Ross Douthat builds on my “GOP’s Vietnam” article and comes in for some flak from Kevin Drum, among others. Drum is right that Bush’s domestic agenda would have faced resistance, war or no war, but he misses the bigger picture of how the Iraq debacle has affected the GOP.

First, as Ross notes, the war re-energized the activist left. Howard Dean may have lost the Democratic nomination in 2003/4, but the “netroots” that grew from that campaign and from other forms of antiwar, anti-Bush activism became very important very quickly. There’s no doubt they contributed to Democratic congressional successes in 2006.

The war also played a role in getting veterans and even former Republicans, such as Jim Webb, to run for office as Democrats in ’06. These were not only strong candidates in their own right, they were candidates who helped dispel the notion of Democrats as uncomfortable with the military. (You might have thought the nomination of Vietnam combat veteran John Kerry in 2004 would have accomplished that, but for reasons I’ll discuss separately, it didn’t.)
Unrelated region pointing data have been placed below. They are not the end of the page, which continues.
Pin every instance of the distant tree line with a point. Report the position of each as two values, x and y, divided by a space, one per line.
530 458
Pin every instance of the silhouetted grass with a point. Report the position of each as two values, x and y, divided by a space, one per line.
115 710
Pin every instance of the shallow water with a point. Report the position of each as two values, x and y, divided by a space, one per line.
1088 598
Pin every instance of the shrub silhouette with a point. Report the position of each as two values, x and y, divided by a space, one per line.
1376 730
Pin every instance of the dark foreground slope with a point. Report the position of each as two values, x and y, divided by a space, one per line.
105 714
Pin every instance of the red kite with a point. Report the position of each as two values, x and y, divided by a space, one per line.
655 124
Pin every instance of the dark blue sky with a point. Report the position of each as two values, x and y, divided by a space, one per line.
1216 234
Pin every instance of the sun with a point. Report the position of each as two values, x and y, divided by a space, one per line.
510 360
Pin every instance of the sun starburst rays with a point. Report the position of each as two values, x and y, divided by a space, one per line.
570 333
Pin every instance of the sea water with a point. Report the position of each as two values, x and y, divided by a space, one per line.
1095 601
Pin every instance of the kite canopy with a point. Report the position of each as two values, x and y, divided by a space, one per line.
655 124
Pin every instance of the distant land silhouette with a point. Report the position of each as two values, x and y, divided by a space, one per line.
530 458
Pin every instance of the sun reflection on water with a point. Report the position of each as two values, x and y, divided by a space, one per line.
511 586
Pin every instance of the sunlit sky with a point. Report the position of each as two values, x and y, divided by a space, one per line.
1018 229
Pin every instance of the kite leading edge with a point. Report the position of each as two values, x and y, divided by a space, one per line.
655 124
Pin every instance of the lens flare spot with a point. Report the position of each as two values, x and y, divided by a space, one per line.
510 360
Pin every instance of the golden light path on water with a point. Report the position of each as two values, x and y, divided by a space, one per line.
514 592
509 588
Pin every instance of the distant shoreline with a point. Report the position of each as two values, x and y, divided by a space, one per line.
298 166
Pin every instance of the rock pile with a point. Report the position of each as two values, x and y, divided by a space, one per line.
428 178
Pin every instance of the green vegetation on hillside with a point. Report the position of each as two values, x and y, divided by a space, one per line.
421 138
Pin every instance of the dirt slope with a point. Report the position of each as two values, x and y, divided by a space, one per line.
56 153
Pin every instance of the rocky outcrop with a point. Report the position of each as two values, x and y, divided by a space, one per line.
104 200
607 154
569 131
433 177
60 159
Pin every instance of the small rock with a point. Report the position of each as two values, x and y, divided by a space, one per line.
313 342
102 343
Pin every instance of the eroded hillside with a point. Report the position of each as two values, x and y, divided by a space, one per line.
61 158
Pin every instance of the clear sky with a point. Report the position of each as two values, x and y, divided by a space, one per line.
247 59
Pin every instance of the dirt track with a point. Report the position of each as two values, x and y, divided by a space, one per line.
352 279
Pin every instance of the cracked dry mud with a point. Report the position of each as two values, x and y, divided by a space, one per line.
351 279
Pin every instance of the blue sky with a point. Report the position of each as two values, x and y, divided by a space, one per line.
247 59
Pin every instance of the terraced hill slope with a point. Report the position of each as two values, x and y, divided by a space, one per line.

By 2007, opposition to the war was widespread enough to fuel an insurgency within the Republican Party itself. Going into the 2007/8 GOP presidential debates, no one would have picked the septuagenarian Rep. Ron Paul as a figure likely to build a mass movement—he seemed less well-positioned to do so than, say, anti-immigration leader Rep. Tom Tancredo or perhaps even Rep. Duncan Hunter. But Paul’s showdown with Rudy Giuliani over foreign policy in the South Carolina debate galvanized a new force in GOP politics.

That new force, of course, has special appeal on America’s campuses and among Republicans under 40. Several key congressional figures, including Sen. Rand Paul and Rep. Justin Amash, have arisen directly from or benefited from connection with this new force. It’s not just about foreign policy, but that was the spark at its moment of conception, so to speak. The fact that something like this exists on the right suggests just how thorough the country’s disillusionment with Bush-era foreign policy has been.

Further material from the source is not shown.